- Genre: Drama Social issue
- Created by: Yash A Patnaik
- Based on: Gauna
- Screenplay by: Gurmeet Kaur Udayan
- Story by: Mamta Patnaik Gurmeet Kaur Udayan
- Directed by: Ismail Umar Khan
- Starring: Krutika Desai; Rohit Purohit;
- Country of origin: India
- Original language: Hindi
- No. of seasons: 1
- No. of episodes: 150

Production
- Producer: Yash A Patnaik
- Camera setup: Multi-camera
- Running time: 22-24 minutes
- Production companies: Beyond Dreams Entertainment Inspire Films

Original release
- Network: Shemaroo Umang
- Release: 10 July – 30 December 2023

= Gauna – Ek Pratha =

2023 Indian drama television series

Gauna – Ek Pratha is an Indian Hindi-language Drama television series that premiered on 10 July 2023 on Shemaroo Umang. It stars Krutika Desai and Rohit Purohit.
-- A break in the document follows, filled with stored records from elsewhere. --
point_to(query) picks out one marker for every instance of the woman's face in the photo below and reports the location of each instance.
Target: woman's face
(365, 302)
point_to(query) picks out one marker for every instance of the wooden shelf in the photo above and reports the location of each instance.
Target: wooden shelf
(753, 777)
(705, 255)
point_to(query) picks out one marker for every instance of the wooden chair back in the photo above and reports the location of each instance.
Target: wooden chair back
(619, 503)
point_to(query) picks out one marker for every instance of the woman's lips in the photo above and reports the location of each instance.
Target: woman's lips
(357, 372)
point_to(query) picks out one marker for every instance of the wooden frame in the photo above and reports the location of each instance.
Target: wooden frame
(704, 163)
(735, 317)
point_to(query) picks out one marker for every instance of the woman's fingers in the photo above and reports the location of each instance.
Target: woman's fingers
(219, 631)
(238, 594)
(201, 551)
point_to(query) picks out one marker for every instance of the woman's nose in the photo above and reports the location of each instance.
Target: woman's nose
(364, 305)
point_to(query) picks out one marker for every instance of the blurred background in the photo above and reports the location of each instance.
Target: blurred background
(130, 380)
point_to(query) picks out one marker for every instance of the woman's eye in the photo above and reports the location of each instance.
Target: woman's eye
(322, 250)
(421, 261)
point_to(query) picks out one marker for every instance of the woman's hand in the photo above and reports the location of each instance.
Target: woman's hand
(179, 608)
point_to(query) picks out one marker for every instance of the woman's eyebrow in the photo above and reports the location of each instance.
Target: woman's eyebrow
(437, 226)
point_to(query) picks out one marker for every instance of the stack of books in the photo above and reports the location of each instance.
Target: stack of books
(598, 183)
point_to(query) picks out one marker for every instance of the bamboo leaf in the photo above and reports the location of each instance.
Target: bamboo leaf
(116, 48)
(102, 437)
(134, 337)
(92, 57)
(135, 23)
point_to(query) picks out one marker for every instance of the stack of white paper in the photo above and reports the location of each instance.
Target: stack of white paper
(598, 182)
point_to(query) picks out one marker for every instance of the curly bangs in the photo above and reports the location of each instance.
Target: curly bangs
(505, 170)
This show was produced by Yash A Patnaik and Mamta Patnaik under the banner of Beyond Dreams Entertainment and Inspire Films.

==Plot==
A woman marries her childhood lover under Gauna pratha, He decides to pursue his dreams. After she grows older, will he come to claim her, or will he lose his love for her?

==Cast==
- Krutika Desai as Gehna Singh Chaudhary
- Rohit Purohit as Gaurav Shukla
- Akhil Vaid as Dheeraj Singh Chaudhary
- Parvati Sehgal as Urvashi Singh Chaudhary
- Nirbhay Thakur
- Ankit Sharma
- Jatin Shah as Vansh Agnihotri
- Yogendra Kumeria as Mahendra Singh Chaudhary
- Papiya Sengupta as Sudha Mahendra Singh Chaudhary
- Rohit Chaudhary as Teja

== Production ==
The series was announced on Shemaroo Umang by Inspire Films. Rohit Purohit and Krutika Desai were signed as the leads. The first promo was released in June 2023. The plot of the show mention the Gauna practice.